Recorded Texas Historic Landmark
City of Fort Worth Historic & Cultural Landmark
Major Khleber Miller Van Zandt settled in Fort Worth after the Civil War. He was a part of Company D, Texas Seventh Regiment for the Confederate Army. He was also a member of the Texas Legislature, a cattleman, banker, and a merchant. Between 1871 and 1873, Van Zandt acquired approximately 600 acres of land to the west of the newly incorporated City of Fort Worth. Some of Van Zandt's property was purchased by the City of Fort Worth in 1892 to build a water treatment plant and city park. This purchase eventually became what is now known as Trinity Park. In 1936, the city purchased from the Van Zandt family most of the land that is now considered the Cultural District. This purchase included the cabin.

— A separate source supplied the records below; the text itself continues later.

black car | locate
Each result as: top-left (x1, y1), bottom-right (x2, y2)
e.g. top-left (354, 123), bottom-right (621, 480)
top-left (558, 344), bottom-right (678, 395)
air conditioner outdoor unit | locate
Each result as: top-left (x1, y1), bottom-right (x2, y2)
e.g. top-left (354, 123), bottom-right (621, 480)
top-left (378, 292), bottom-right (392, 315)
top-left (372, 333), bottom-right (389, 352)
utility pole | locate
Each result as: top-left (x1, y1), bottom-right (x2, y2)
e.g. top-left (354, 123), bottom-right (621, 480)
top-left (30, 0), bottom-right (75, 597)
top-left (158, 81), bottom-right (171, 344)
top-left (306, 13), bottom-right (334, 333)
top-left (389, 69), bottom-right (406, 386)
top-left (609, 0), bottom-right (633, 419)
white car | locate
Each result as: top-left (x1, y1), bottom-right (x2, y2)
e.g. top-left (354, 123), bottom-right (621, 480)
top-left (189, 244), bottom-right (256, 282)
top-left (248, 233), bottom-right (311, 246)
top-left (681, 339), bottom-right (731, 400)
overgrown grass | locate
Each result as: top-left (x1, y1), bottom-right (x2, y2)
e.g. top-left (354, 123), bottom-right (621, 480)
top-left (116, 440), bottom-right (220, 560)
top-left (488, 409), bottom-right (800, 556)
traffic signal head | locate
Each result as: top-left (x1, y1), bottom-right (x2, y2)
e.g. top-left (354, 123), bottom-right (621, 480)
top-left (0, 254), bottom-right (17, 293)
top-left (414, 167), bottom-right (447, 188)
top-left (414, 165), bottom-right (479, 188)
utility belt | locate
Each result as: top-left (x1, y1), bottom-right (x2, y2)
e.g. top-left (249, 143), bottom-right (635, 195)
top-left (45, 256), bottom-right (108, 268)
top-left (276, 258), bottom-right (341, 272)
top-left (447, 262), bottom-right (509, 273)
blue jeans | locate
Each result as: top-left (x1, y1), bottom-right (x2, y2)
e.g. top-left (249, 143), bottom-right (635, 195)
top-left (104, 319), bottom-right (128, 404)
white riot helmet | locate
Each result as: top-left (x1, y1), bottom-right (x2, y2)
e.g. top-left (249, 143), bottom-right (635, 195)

When Major Van Zandt purchased the land, the cabin was already there, so the exact date of its construction is unknown. The cabin is the only structure of its type in the City of Fort Worth that is still in its original location. However, the home itself has been significantly modified over the years. Fort Worth Architect Joseph R. Pelich was hired for the restoration of the cabin in 1936. Many of Pelich's designs were of the Colonial Revival style, and his work is evident on the cottage. Old photographs indicate the home was a dogtrot plan, with its central breezeway enclosed at some point in time. The original home also had unpainted board siding. It has since been replaced with a more modern wood siding and has been painted gray. Shutters were also added to the windows and additions were made in the rear to allow for the use of a museum. With the extension of Trail Drive, Crestline Road has been closed between University Drive and Trinity Park Drive. A new road to the rear of the cottage was completed along with a new parking lot on the east side. A change of address was warranted due to the construction of Farm House Way. This cottage has played an important role in Fort Worth's history.